JULIA DROVE NORTH, fleeing the heat of the Boston summer, and joined the weekend stream of cars headed north into Maine. By the time she reached the New Hampshire border, the temperature outside had fallen ten degrees. Half an hour later, as she crossed into Maine, the air was starting to feel chilly. Soon her views of forest and rocky coastline vanished behind a bank of fog, and from there northward the world turned gray, the road curving through a ghostly landscape of veiled trees and barely glimpsed farmhouses.

When she finally arrived at the beach town of Lincolnville that afternoon, the fog was so dense she could barely make out the massive outline of the Islesboro ferry docked at the pier.
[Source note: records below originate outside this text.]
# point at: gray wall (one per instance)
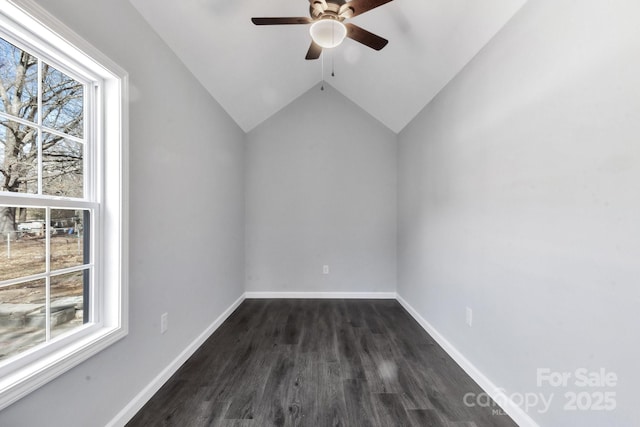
(321, 190)
(186, 225)
(519, 196)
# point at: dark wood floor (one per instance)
(319, 363)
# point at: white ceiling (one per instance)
(254, 71)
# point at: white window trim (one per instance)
(32, 23)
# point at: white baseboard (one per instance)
(516, 413)
(147, 393)
(512, 409)
(321, 295)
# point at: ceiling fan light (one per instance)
(328, 33)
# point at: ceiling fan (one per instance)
(327, 24)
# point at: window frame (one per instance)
(107, 163)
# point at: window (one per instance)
(63, 189)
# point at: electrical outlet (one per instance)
(164, 323)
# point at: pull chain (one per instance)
(322, 71)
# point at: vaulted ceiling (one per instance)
(253, 72)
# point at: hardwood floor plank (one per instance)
(359, 406)
(333, 363)
(426, 417)
(390, 411)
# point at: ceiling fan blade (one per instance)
(314, 51)
(358, 7)
(365, 37)
(281, 21)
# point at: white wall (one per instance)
(321, 190)
(186, 225)
(519, 196)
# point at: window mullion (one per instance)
(39, 115)
(47, 232)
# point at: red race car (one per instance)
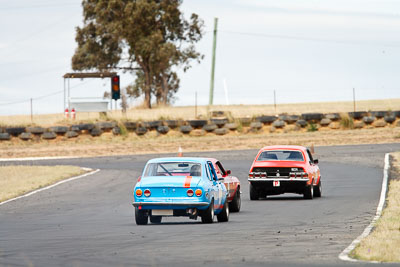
(232, 185)
(284, 169)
Henry Page had warned her that there'd be limited space aboard for vehicles, so she left her car parked in the terminal lot, grabbed her overnight bag, and walked onto the vessel.

If there was any view to be seen out the ferry window that day, she caught no glimpse of it during the crossing to Islesboro.

She walked off the boat into a disorientingly gray world. Henry Page's house was just a mile's walk from the island's terminal— — A nice stroll on a summer's day, — he'd said. But in thick fog, a mile can seem like forever. She stayed well to the side of the road to avoid being hit by passing cars, and clambered off into the weeds whenever she heard an approaching vehicle. So this is summertime in Maine, she thought, shivering in her shorts and sandals. Though she could hear birds chirping, she couldn't see them. All she could see was the pavement beneath her feet and the weeds at the side of the road.